Hizb-ut Tahrir örgütünün kuruluşu, yapısı, dünyadaki faaliyetleri gibi kapsamlı ve önemli bir literatür mahkemelere sunulmuştur. Ayrıca Emniyet Genel Müdürlüğünün dava dosyasında bulunan güncellenmiş Hizb-ut Tahrir bilgi notlarında, örgüte ait yayınların hiçbirinde zor ve şiddet kullanmaya yönelik kışkırtıcı düşüncelere ve yasalara aykırı suç oluşturucu bir davranışa rastlanmadığı ifade edilmiştir.

Buna rağmen mahkemeler bu hususları gözeterek Hizb-ut Tahrir’in 5237 sayılı Kanun anlamında bir örgüt olup olmadığını ve eylemlerinin başka bir suçu oluşturup oluşturmadığını değerlendirmemiştir. Ayrıca başvuru konusu yargı kararlarında 3713 sayılı Kanun’da yapılan değişiklikler üzerinde de durulmamıştır. 

Gerekçeli karar hakkının bir gereği olarak başvurucunun derece mahkemelerinde ileri sürdüğü hukuksal değerlendirmelerin dikkate alınmasını istemesi adil yargılanma hakkının bir yönüdür.

Somut olayda başvurucu tarafından ileri sürülen ve yargılamanın sonucunu değiştirme ihtimali bulunan iddiaların dikkate alınmadığı ve gereği gibi değerlendirilmediği görülmüştür.

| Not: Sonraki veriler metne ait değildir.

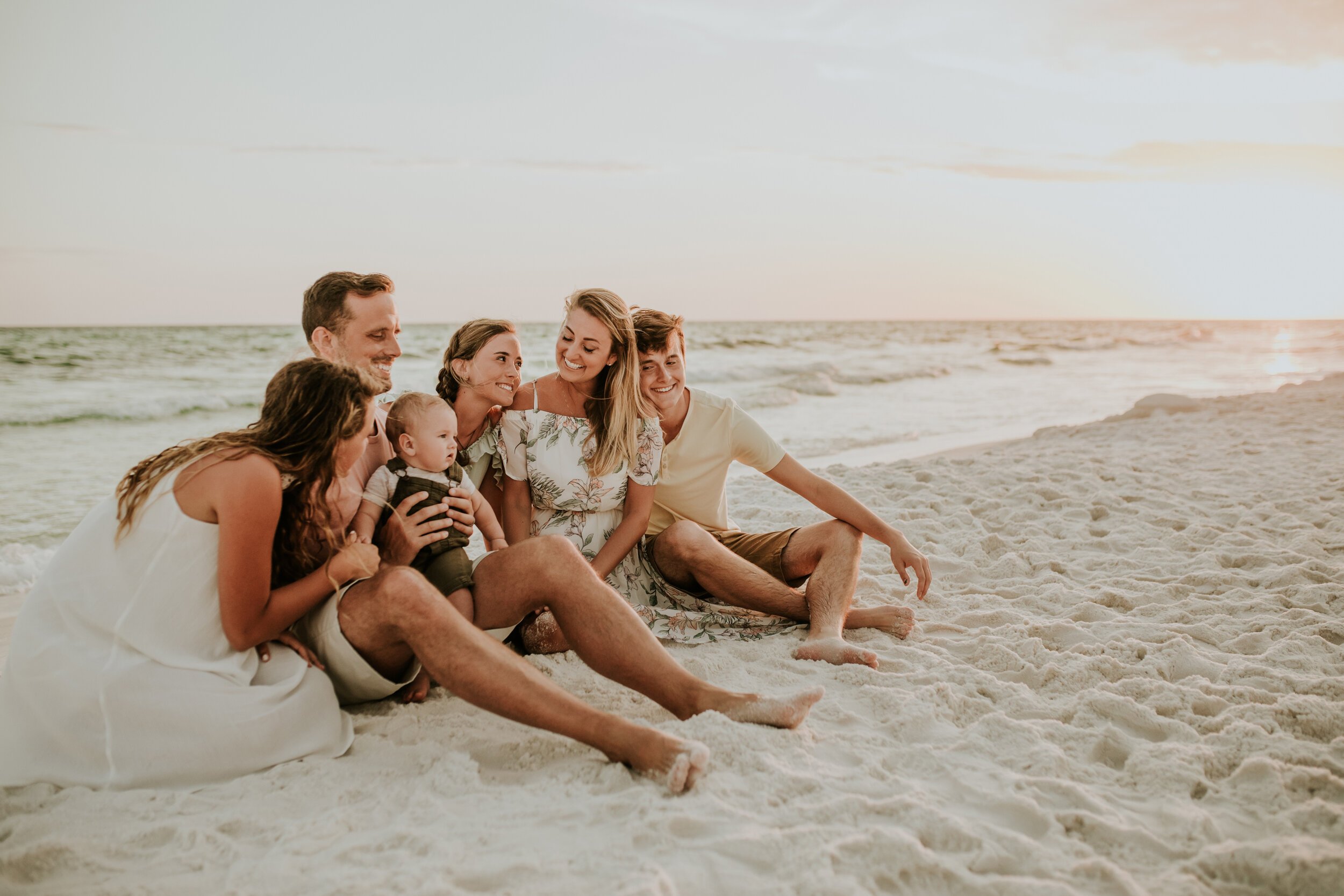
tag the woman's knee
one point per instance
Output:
(402, 587)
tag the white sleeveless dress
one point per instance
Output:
(120, 673)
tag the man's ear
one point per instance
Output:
(323, 342)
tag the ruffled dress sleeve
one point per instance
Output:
(648, 456)
(515, 431)
(484, 458)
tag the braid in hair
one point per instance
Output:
(469, 339)
(447, 382)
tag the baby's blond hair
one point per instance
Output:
(405, 410)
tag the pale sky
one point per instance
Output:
(175, 162)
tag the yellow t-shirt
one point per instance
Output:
(695, 464)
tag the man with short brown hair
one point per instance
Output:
(698, 548)
(373, 634)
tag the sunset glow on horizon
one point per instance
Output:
(1041, 159)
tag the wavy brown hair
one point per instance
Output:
(311, 406)
(617, 402)
(466, 346)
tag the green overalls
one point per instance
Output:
(445, 562)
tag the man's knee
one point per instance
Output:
(843, 537)
(683, 540)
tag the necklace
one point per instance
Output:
(463, 444)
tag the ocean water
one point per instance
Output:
(78, 406)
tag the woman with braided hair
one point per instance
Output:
(482, 372)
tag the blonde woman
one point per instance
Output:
(581, 449)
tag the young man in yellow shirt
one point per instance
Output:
(698, 548)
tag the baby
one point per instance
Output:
(424, 433)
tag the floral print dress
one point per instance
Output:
(550, 453)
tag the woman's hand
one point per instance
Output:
(358, 559)
(294, 644)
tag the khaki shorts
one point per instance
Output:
(764, 550)
(354, 679)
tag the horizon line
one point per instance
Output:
(759, 320)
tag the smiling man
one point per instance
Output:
(698, 548)
(373, 634)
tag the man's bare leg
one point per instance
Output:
(828, 553)
(606, 633)
(398, 615)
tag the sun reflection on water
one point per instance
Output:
(1283, 363)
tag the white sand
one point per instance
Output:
(1127, 679)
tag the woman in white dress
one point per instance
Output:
(133, 661)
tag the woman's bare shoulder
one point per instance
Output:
(238, 469)
(525, 398)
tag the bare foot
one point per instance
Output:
(835, 650)
(675, 762)
(542, 634)
(418, 688)
(896, 621)
(781, 712)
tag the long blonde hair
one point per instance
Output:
(467, 343)
(617, 404)
(311, 406)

Bu nedenle başvurucunun gerekçeli karar hakkı ihlal edilmiştir.

Anayasa Mahkemesi açıklanan gerekçelerle Anayasa’nın 36. maddesinde güvence altına alınan adil yargılanma hakkı kapsamındaki gerekçeli karar hakkının ihlal edildiğine karar vermiştir.

Bu basın duyurusu Genel Sekreterlik tarafından kamuoyunu bilgilendirme amacıyla hazırlanmış olup bağlayıcı değildir.